[Tutor] os.rename anomaly in Python 2.3 on Windows XP

Tony Cappellini cappy2112 at gmail.com
Mon Oct 8 22:57:00 CEST 2007


Using Windows XP, SP2 and Python 2.3

I've written a script which walks through a bunch of directories and
replaces characters which are typically illegals as filenames, with an
'_' character.

The directories are part of a package of software which is released by
a group of people from Japan, and as such, they use their own
character set (probably Kanji). However, most of the time, there are
only 1 or 2 directories with unknown or illegal characters, as
determined by
my system (which does not use the Kanji characters).

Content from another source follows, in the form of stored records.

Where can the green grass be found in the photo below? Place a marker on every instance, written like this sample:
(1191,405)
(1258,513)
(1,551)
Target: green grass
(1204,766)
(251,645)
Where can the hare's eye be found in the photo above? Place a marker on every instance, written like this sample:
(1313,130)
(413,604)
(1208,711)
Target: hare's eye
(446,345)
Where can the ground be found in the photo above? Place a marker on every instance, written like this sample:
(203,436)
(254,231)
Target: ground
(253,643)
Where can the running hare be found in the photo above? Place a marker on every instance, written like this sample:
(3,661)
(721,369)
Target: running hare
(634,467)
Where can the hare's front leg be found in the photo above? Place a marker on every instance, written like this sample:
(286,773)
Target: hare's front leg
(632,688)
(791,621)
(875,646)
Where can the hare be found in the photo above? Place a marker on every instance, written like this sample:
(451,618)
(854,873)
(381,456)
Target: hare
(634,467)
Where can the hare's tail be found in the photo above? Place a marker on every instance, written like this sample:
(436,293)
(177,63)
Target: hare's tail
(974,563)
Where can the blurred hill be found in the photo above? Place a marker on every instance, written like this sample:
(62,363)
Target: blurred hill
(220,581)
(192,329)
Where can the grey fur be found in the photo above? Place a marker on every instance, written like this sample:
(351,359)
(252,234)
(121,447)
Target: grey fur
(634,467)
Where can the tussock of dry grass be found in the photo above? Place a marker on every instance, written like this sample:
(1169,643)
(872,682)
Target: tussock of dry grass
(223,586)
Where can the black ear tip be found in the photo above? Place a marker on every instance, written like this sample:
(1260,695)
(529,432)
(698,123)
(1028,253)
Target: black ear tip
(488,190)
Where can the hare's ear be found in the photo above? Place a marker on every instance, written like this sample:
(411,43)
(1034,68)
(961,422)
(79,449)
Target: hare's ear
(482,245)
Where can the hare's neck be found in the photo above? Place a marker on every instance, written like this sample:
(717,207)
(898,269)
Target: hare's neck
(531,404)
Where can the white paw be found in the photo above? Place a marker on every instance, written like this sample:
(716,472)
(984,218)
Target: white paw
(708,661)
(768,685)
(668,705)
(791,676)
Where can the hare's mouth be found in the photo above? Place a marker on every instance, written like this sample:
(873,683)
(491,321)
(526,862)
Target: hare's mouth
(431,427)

When my script encounters a directory with the unwanted characters,
it's easy to detect them and filter them out. The next step is to
rename the file to get rid of the problem characters.

However, recently when I called os.rename(oldname, newname) an OS
exception was thrown with "Illegal filename". I was able to narrow it
down to oldname being the cause of the problem.
Some of the characters showed up as ? in the Python strings.

Oddly enough, os.rename() cannot perform the renaming of the
directories, but I can do this manually in File Explorer or even in a
CMD console using "rename"

So what is os.renaming() actually calling on a Windows system, that
won't allow me to rename dirs with illegal characters?